Echocardiography of the precordium in patients with total anomalous pulmonary venous connection reveals right ventricular and pulmonary artery volume loading with flattened or paradoxic septal motion on M-mode imaging. Apical and subcostal 4-chamber views usually best identify individual pulmonary veins and their confluence in patients with total anomalous pulmonary venous connection. Then, using multiple views, the common pulmonary vein can usually be tracked to its point of entry to the systemic venous system or to the coronary sinus.

Subcostal long- and short-axis views can also help evaluate size and flow patterns across the foramen ovale.

Zhang et al evaluated the value of echocardiography in the diagnosis of different types of anomalous pulmonary venous connections (APVCs) that were identified and confirmed by surgery or computerized tomography angiography (CTA): 51 total anomalous pulmonary venous connections (TAPVCs) and 33 partial anomalous pulmonary venous connections (PAPVCs). The 51 TAPVCs were classified according to the Darling method-type I (41.1%), type II (52.9%), type III (1.9%), and type IV (3.9%). The sensitivity of echocardiography in the diagnosis of APVCs was 97.6%; of the TAPVCs correctly diagnosed by echocardiography, the diagnostic accuracy of classification was 94%. [5]

Total anomalous pulmonary venous connection may be difficult to diagnose, especially in an ill newborn on a ventilator, if views of the atrial septum are difficult to obtain or if the common pulmonary vein is small or at an obtuse angle to the left atrial back wall. The addition of color Doppler ultrasonography greatly aids in the diagnosis of individual pulmonary veins and in analysis of the abnormal flow pattern across the atrial septal defect

Color-flow mapping may be helpful in finding individual pulmonary veins and confirming whether they enter the left atrium. Color-flow ultrasonography may also be used to assess directional flow at the foramen ovale. In patients with total anomalous pulmonary venous connection, flow across the atrial septum predominantly occurs from the right to left.

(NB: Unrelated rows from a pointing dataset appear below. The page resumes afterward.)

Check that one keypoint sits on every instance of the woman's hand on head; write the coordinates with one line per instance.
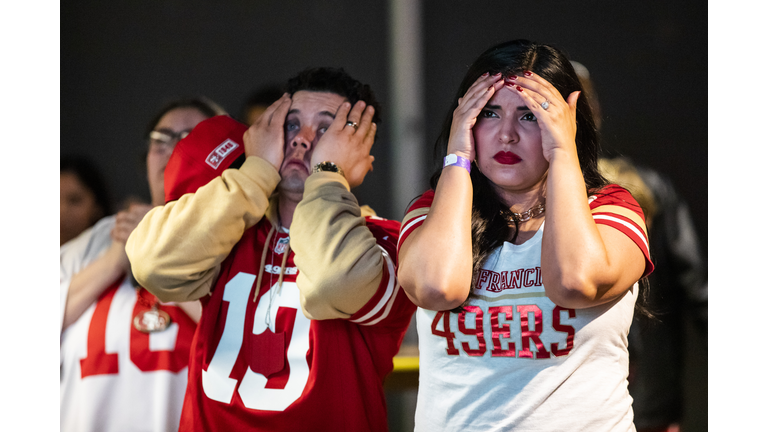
(558, 121)
(461, 140)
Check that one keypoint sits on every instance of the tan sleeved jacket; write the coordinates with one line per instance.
(340, 264)
(177, 249)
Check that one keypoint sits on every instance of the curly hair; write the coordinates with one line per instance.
(337, 81)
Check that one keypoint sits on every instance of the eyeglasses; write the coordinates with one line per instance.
(165, 139)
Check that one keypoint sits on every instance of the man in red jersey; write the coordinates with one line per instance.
(302, 313)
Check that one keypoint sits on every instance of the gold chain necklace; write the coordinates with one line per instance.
(525, 216)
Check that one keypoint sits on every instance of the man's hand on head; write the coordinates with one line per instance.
(347, 146)
(265, 138)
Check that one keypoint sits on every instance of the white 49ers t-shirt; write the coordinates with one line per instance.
(513, 360)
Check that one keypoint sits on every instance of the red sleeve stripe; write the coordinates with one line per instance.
(389, 293)
(408, 228)
(618, 223)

Altogether, echocardiography with additional color Doppler can help make the diagnosis in the vast majority of patients with total anomalous pulmonary venous connection. In patients with pulmonary inflow obstruction, further diagnostic studies may be needed.

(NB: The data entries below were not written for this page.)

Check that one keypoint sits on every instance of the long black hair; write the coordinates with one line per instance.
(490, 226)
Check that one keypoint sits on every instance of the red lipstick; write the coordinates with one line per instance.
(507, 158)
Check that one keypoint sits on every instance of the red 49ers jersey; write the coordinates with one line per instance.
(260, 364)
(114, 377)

With fetal echocardiography, an attempt should be made to see the individual pulmonary veins, but most consistent diagnostic findings in total anomalous pulmonary venous connection have involved a confluence (chamber) behind the left atrium or a vertical vein.



In some patients with multiple sites of pulmonary venous connection, cardiac catheterization serves to better define sites of pulmonary venous obstruction, when other associated cardiac defects are present (ie, pulmonary atresia), and to directly measure foramen ovale size when surgery is delayed.